Sentencing the man on Friday magistrate Brassel Adeline said child abuse has become a major concern as 41 new cases had been registered within 12 months.

Court officials however said while many people did not bother to bring such offences to court because of the low likelihood of an offender being found guilty, a recent ruling by the Court of Appeal makes it easier for a child abuser to be found guilty because the higher court’s judges said it is no longer necessary for evidence to be supported by what other witnesses say – since when such crimes are committed there is usually no other people watching who would also be willing to testify what they saw in court.

“A court now only needs to decide whether the person giving evidence is credible or not for his or her evidence to be taken into account,” a judge who is based here told Nation by telephone from the international tribunal in De Hague where he is temporarily attached during further studies.

When delivering sentence on Friday, Mr Adeline said as per the law in force at the time of the commission of the first offence, it carried a maximum prison sentence of 20 years and there was no minimum mandatory sentence which was only introduced in 2005 which provided for a minimum mandatory sentence of seven years for a first time offender, or for a first conviction, and 14 years for a second conviction for the offence within a period of 10 years from the first conviction.

“The law was amended last year increasing both the minimum mandatory sentence and the maximum sentence for the offence,” said Mr Adeline.

“The minimum mandatory sentence of seven years for first conviction has been increased to 14 years and for a second conviction within a period of 10 years from the first conviction has been increased to 28 years, whereas, the maximum prison sentence for the offence is now life imprisonment,” he said.

“Not only does the number of cases filed give reason for concern, but it also shows that not all of our children are safe whether at home, in the community or in our society at large,” he said.

In his judgment, Mr Adeline had explained how the convict he jailed lured the victim from his mother at 9pm:
“The accused came to his mother and asked permission to take him at his own mother’s place at Pointe Larue, but instead of taking him to his mother, the accused took him to his girl friend.

“The victim said on the way to the man’s girlfriend’s place in the dark he asked the boy to undress so that he could … (unprintable words used here) … but when the victim refused the accused forcefully took his pants off and went on to commit his hideous crime, promising the boy R25 and repeated the act under a rock pledging R50 and impelling the 10-year-old not to tell his mother anything about the incident.

Mr Adeline said in a small country governed by constitutionality where the rule of law prevails, and one which affords all its citizens – including children – the human right to dignity, those who are engaged in crimes of this nature should expect what the law and the criminal justice system has in store for them.

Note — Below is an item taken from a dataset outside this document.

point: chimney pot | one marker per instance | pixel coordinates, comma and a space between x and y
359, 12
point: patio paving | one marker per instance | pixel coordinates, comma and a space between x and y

“The fact that more cases are being filed in court is at least a sign of comfort and an indication that the partners of our criminal justice system are becoming increasingly more effective in their endeavour to bring the perpetrators of these crimes to justice. It also indicates that people are gaining more confidence in our criminal justice system as more and more of those criminals are put behind bars,” said Mr Adeline.

“To achieve greater success, the family, the community and society at large needs to be more vigilant and pro-active in helping to detect these crimes. They need to discharge their moral or legal responsibility by reporting each and every single incident that comes to their knowledge, and to be more corporative with the law enforcement agencies. In doing so, they would be making a better contribution towards a good cause for the protection of our children and for the good of their future,” he said.